Using log-ingestor#

log-ingestor is a CLP component that facilitates continuous log ingestion from a given log source.

Note

Currently, log-ingestor can only be used by clp-json deployments that are configured for S3 object storage. To set up this configuration, check out the object storage guide.

Support for ingestion from local filesystems, or for using clp-text, is planned for a future release.


Starting log-ingestor#

clp-json will spin up log-ingestor on startup as long as the logs_input field in the CLP package’s config file (clp-package/etc/clp-config.yaml) is configured for object storage.

You can specify a custom configuration for log-ingestor by modifying the log_ingestor field in the same file.


Ingestion jobs#

log-ingestor facilitates continuous log ingestion with ingestion jobs. An ingestion job continuously monitors a configured log source, buffers incoming log data, and groups it into compression jobs. This buffering and batching strategy improves compression efficiency and reduces overall storage overhead.

Note

Support for one-time ingestion jobs (similar to the current CLP compression CLI workflows) is planned for a future release.

Interacting with log-ingestor#

log-ingestor exposes RESTful APIs that allow you to submit ingestion jobs, manage ingestion jobs, and check log-ingestor’s health.

You can explore all available endpoints and their schemas at the Swagger UI log-ingestor page.

Note

Currently, requests to log-ingestor must be sent directly to the log-ingestor service. Requests will be routed through CLP’s API server in a future release.

Fault tolerance#

Warning

The current version of log-ingestor does not provide fault tolerance.

If log-ingestor crashes or is restarted, all in-progress ingestion jobs and their associated state will be lost, and must be restored manually. Robust fault tolerance for the ingestion pipeline is planned for a future release.


Continuous ingestion from S3#

log-ingestor supports continuous ingestion jobs for ingesting logs from S3-compatible object storage. Currently, two types of ingestion jobs are available:

  • S3 scanner: Periodically scans an S3 bucket and prefix for new log files to ingest.

  • SQS listener: Listens to an SQS queue for notifications about newly created log files in S3.

S3 scanner#

An S3 scanner ingestion job periodically scans a specified S3 bucket and key prefix for new log files to ingest. The scan interval and other parameters can be configured when creating the job.

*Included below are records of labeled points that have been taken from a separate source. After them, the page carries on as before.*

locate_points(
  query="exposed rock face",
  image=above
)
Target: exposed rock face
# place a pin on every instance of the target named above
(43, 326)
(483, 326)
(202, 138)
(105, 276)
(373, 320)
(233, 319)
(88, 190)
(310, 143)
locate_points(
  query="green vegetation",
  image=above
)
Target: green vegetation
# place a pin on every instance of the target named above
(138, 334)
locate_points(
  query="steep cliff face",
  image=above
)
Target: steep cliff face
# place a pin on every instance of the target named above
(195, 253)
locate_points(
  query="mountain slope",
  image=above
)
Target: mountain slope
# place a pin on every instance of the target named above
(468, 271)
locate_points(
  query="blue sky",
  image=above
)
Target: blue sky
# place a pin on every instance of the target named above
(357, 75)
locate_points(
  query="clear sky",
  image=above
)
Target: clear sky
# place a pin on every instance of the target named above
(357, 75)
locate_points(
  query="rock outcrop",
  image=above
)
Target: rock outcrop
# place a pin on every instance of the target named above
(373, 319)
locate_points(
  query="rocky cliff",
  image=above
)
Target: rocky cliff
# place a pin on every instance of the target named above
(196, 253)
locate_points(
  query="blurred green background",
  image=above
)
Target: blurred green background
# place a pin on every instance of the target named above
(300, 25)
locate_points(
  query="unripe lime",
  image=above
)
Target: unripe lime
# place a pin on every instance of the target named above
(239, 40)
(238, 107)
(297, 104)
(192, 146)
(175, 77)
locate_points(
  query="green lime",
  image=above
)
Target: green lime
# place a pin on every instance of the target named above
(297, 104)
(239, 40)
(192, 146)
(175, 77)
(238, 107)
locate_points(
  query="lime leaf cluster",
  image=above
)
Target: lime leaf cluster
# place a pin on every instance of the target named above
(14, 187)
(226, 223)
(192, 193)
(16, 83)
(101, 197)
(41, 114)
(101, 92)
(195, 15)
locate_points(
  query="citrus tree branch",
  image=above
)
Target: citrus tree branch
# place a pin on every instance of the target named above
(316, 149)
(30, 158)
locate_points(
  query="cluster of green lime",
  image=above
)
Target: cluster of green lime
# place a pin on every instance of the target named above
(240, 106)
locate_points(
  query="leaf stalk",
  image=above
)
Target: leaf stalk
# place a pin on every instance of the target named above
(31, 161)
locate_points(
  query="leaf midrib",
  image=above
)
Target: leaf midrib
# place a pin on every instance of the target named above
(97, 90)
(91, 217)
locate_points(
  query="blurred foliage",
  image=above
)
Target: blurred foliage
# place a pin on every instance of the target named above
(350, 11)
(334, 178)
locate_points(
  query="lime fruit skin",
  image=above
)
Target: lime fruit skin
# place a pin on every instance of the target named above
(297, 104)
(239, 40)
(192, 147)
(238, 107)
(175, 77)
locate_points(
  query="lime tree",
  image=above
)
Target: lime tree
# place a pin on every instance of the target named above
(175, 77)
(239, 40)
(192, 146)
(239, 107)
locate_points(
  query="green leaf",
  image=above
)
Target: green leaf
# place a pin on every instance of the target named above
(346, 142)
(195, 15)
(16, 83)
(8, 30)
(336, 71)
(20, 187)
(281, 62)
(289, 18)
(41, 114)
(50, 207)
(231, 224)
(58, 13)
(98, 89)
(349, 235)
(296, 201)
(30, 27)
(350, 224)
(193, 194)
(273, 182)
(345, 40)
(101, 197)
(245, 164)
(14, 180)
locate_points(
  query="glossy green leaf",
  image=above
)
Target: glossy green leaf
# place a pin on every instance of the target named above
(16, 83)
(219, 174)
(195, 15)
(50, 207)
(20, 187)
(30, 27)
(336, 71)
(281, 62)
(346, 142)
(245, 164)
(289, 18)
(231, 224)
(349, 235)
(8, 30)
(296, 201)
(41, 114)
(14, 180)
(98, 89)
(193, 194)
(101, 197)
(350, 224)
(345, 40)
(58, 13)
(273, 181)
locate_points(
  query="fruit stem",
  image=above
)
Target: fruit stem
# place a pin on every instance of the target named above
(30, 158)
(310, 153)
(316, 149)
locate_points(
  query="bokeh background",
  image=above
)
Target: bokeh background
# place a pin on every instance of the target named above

For configuration details and the request body, see the API reference for creating S3 scanner ingestion jobs.

Important

To ensure correct and efficient ingestion, the scanner relies on the following assumptions:

  • Lexicographical order: Every new object added to the S3 bucket has a key that is lexicographically greater than the previously added object. For example, objects with keys log1 and log2 will be ingested sequentially. If a new object with key log0 is added after log2, it will be ignored because it is not lexicographically greater than the last ingested key.

  • Immutability: Objects under the specified prefix are immutable. Once an object is created, it is not modified or overwritten.

SQS listener#

An SQS listener ingestion job listens to a specified AWS SQS queue and ingests S3 objects referenced by incoming notifications. For details on configuring S3 event notifications for SQS, see the AWS documentation.

For configuration details and the request body, see the API reference for creating SQS listener ingestion jobs.

Important

To ensure correct and efficient ingestion, the listener relies on the following assumptions:

  • Dedicated queue: The given SQS queue must be dedicated to this ingestion job. No other consumers should read from or delete messages in the queue. The ingestion job must have permission to delete messages after they are successfully processed.

  • Immutability: Objects under the specified prefix are immutable. Once an object is created, it is not modified or overwritten.

Note

SQS listener ingestion jobs carry the following limitations:

  • An SQS listener ingestion job can only ingest objects from a single S3 bucket and prefix. Support for multiple buckets or prefixes is planned for a future release.

  • SQS listener ingestion jobs do not support custom S3 endpoint configurations. Support for custom endpoints is planned for a future release.